I close the door. Not a slam, but loud. Then I sit on my bed, wondering whether my mother will come back and ask me to put on a dress and come downstairs. I plan my speech about how there is no way I’m
going to do this. Then, I wait. But there is no sound of creaking stairs. All the footsteps stay away.

I take out the book I’m making for my real parents and I begin writing a letter to my real mom.

Dear Real Mom
,

This is what I would like to happen. I would like you and my real dad to come RIGHT NOW. Then first thing after you get here, you should tell my supposed mom (her name is Evelyn MacPherson) about how I’m your daughter and I’m very special and you are just wild about me. I can’t wait to see her face when you say this. Maybe you could tell her how I am much smarter than Elizabeth and Kate and you don’t understand how come she hasn’t figured this out. And you might mention that Elizabeth’s neck is unusually short and squatty and you don’t see how anyone could be a ballerina with a short, squatty neck like that.
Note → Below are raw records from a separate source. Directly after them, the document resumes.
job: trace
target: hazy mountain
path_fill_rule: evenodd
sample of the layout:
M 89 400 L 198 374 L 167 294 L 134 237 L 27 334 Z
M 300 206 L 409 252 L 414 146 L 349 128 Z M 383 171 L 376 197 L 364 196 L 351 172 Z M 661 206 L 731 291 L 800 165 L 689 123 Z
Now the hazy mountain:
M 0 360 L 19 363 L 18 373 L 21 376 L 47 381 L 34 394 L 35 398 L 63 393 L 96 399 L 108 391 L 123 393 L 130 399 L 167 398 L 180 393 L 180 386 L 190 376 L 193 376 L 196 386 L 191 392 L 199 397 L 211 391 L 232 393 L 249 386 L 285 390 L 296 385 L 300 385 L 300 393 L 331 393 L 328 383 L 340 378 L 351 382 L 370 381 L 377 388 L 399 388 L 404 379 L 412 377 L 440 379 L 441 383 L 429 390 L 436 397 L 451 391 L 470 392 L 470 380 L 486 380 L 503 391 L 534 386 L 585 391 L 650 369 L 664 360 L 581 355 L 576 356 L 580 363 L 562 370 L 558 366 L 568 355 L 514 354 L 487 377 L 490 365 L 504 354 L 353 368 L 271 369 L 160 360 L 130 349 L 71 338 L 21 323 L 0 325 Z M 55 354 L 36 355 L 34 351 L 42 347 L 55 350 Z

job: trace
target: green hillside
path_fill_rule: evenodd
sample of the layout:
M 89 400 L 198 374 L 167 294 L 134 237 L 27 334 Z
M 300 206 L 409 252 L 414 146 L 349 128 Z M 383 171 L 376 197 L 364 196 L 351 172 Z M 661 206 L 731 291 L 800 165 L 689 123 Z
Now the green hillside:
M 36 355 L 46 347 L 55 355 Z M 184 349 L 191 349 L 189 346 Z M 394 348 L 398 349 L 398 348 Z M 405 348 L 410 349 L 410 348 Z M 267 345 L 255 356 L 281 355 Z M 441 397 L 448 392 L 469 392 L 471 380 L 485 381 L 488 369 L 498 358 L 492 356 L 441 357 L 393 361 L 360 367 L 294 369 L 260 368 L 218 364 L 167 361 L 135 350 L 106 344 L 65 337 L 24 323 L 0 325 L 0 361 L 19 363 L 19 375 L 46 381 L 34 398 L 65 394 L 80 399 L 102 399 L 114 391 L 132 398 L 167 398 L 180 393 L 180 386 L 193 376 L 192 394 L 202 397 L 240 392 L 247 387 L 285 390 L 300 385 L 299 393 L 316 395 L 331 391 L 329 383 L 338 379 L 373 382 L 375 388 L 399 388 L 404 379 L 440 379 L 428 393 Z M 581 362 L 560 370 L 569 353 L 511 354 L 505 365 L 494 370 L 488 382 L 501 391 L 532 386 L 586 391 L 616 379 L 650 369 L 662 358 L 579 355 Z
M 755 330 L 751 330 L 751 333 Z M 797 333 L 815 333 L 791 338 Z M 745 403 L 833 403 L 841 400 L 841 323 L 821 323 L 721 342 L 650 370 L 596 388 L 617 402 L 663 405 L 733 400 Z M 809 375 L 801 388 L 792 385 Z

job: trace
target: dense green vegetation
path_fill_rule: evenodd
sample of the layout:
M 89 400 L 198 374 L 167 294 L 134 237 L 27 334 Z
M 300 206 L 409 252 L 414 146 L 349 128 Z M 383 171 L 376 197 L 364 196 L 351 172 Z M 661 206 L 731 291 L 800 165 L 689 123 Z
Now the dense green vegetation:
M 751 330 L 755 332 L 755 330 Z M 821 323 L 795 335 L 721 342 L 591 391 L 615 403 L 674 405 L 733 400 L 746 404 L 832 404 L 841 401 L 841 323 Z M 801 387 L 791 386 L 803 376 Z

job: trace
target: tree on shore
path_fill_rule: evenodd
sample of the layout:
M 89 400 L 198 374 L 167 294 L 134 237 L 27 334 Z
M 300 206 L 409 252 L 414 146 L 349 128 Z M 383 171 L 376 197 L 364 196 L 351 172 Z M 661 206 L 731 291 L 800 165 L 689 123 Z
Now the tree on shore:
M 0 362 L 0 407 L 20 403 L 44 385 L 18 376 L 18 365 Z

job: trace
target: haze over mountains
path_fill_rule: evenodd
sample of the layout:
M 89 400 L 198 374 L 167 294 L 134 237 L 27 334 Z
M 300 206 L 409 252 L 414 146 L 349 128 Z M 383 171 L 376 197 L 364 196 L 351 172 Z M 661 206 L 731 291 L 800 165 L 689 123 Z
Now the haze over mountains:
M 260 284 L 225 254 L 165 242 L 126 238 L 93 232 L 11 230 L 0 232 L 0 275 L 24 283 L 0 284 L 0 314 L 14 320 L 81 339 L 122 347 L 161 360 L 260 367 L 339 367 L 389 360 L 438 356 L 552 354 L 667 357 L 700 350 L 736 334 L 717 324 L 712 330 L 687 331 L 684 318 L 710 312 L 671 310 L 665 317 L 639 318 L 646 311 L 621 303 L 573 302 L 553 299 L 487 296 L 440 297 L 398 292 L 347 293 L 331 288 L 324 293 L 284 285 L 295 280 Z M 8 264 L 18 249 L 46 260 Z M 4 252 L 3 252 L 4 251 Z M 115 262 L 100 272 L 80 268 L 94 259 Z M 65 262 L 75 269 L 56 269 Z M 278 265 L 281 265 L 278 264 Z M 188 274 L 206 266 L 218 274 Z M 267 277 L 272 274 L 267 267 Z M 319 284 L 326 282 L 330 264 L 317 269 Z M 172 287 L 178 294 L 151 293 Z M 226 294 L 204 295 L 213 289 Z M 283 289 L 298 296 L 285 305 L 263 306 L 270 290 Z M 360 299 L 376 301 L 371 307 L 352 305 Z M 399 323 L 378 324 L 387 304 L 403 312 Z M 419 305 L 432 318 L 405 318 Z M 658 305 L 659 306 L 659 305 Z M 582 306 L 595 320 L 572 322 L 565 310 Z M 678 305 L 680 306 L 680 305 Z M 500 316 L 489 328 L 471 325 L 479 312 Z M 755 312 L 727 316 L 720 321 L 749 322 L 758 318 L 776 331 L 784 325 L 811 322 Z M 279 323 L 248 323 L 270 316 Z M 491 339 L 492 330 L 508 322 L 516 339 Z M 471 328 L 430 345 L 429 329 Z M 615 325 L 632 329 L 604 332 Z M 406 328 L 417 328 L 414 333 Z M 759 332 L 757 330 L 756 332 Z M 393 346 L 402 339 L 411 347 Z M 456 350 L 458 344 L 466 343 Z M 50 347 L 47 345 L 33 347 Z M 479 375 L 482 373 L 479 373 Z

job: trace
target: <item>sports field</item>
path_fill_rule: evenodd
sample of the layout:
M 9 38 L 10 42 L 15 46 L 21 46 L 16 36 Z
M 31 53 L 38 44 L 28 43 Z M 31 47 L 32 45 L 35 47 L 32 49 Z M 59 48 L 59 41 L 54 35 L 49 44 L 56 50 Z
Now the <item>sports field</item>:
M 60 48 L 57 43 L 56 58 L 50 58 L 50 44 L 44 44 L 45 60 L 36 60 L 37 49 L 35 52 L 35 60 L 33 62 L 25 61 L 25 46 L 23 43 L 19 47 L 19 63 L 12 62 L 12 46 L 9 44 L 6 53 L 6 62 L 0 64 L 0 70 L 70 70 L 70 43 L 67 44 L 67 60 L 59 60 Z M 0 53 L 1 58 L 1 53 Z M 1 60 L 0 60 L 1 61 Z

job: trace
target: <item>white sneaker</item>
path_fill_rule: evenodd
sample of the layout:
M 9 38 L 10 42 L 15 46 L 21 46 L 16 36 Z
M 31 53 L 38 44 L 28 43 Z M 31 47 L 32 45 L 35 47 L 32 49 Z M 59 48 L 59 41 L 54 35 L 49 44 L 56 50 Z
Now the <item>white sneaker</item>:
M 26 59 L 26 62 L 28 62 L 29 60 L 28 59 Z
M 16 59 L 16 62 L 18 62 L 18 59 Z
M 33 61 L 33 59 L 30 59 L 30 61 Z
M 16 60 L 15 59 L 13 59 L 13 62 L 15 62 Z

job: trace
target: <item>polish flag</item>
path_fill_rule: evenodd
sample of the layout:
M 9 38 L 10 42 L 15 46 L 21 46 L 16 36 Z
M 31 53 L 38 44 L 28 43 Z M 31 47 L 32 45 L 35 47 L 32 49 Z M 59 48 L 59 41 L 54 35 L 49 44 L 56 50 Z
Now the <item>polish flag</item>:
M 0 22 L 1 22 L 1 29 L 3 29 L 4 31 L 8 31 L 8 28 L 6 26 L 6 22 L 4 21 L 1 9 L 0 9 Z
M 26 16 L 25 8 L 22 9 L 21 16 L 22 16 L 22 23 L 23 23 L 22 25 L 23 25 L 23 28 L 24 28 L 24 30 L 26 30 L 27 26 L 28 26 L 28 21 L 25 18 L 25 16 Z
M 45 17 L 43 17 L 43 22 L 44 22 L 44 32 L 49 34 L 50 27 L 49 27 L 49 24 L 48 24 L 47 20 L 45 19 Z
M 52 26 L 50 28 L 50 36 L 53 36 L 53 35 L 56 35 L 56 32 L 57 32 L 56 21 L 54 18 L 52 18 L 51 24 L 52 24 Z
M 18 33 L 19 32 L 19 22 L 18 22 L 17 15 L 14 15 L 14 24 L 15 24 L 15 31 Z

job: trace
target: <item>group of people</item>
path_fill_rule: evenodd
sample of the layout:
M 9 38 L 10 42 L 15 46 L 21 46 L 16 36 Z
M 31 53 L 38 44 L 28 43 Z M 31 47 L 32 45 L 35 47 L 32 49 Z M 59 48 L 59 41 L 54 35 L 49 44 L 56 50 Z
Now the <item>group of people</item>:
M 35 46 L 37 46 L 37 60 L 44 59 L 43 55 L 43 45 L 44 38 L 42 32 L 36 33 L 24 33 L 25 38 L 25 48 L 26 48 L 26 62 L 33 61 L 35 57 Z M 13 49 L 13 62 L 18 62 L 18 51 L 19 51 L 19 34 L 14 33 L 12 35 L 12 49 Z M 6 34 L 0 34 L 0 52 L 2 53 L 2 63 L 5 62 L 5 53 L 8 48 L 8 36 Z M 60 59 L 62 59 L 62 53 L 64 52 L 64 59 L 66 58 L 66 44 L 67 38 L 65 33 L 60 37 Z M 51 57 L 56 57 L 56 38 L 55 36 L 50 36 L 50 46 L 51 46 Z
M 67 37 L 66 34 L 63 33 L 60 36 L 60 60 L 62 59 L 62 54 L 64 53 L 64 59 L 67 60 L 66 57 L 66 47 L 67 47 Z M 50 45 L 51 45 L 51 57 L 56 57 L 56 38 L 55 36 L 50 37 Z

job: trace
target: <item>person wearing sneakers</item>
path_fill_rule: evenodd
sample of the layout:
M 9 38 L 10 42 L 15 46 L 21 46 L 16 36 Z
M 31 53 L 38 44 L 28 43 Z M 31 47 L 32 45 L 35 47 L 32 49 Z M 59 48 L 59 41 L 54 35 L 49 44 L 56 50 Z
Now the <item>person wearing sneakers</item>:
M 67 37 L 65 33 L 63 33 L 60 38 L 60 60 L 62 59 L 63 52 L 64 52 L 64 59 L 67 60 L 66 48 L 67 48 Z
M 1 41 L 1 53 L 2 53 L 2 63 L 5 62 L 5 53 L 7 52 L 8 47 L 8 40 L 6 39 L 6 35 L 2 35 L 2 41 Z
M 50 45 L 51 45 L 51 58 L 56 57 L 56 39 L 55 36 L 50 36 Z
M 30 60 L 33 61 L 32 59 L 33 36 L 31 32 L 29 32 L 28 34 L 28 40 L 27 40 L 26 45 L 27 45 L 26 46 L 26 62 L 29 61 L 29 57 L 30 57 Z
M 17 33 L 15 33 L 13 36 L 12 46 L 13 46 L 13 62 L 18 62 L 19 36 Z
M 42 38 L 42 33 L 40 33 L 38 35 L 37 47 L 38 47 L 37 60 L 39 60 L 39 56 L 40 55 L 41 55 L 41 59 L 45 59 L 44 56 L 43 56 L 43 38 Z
Then, when you see my supposed dad (his name is Don MacPherson), you can say you know he has a lot of problems at work and you are sorry. And if you have any extra money, maybe you can give it to him. Then you can shake hands and say “Good-bye,” and I will kick off my shoes and get on the pinto horse you brought for me, and me and Pistachio will ride away with you and my real dad.

Love
,

Ant and Pistachio

P.S. I hope you live near Harrison. Do you?

Pistachio snuggles next to me on my bed. He licks my hand. His tongue is hot, like it’s come from a furnace. I am thinking that I will take him back to the vet tomorrow, when I hear the
tchinka-tchinka-tchinka squereak
of the garage door. I run to the hall window to look out. It’s my father all right. I feel excited to see him, though that is not something I plan to tell him or anyone else.